Vaclav Havel ne fu il coraggioso rappresentante, autore insieme ad altri intellettuali di ‘Charta ’77’, un manifesto per la democrazia che metteva al centro la dignità inviolabile della persona. Alla base stava il concetto del ‘potere dei senza potere’, titolo di un suo famoso scritto dove alla menzogna del regime si contrapponeva la vita nella verità, invitando a considerare la dimensione morale come fattore decisivo per il cambiamento sociale e politico. Era un intellettuale laico dall’anima naturaliter christiana, come dimostrò accogliendo Giovanni Paolo II a Praga nell’aprile del 1990, pochi mesi dopo il crollo del comunismo. «Non so se so cosa sia un miracolo – disse –. Ma so che quello che stiamo vivendo adesso è un miracolo».
Una frase che resterà per sempre nella storia. Havel mi è sempre apparso come un personaggio timido e schivo, incisivo e pacato nelle sue riflessioni che pronunciava con l’inconfondibile erre arrotondata, avvolto in una nuvola di fumo alimentata continuamente dalle sue innumerevoli sigarette. L’ho conosciuto nei lontani anni Ottanta, andando a fargli visita nella sua casa di campagna dove si era rifugiato dopo essere uscito di prigione (vi sarebbe rientrato di lì a poco, sottoposto a continui arresti dalla polizia comunista).

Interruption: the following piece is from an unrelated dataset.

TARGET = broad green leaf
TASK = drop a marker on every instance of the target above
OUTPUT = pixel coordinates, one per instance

«Sono solo uno scrittore che non ha mai avuto l’ambizione di giocare alla rivoluzione o di fare politica», mi disse. Fu costretto a ricredersi e quando, dopo la sua elezione a presidente della Repubblica, ebbi l’occasione di rivederlo in uno splendido salone del Castello di Praga, mi colpì la sua aria malinconica e quasi rassegnata, divenuto politico controvoglia. Per uno strano scherzo del destino, Vaclav Havel è stato al tempo stesso il primo e l’ultimo presidente democratico della Cecoslovacchia postcomunista, dal 1989 al 1992. Restò al Castello anche dopo la secessione della Slovacchia nel 1993, un divorzio di velluto che cercò inutilmente di ricomporre. Ci rimase per altri dieci anni, fino al 2003, l’unico della generazione dei dissidenti a mantenersi al potere così a lungo. Tutti gli altri combattenti della guerra fredda, a cominciare da Lech Walesa, furono costretti ad abbandonare molto presto la scena politica. Havel è stato il leader indiscusso di un Paese dimezzato che l’ha sempre applaudito senza però capire i suoi insistenti richiami a un ‘capitalismo dal volto umano’. Negli ultimi tempi appariva sempre più angosciato da un’Europa priva di ogni ideale, brodo di cultura di nuovi e pericolosi nazionalismi. Oggi, con la sua morte, il confuso teatro della vicenda umana resta orfana di un presidente-drammaturgo che aveva saputo trasformare l’aborrita politica nella metafora allusiva di una verità più grande.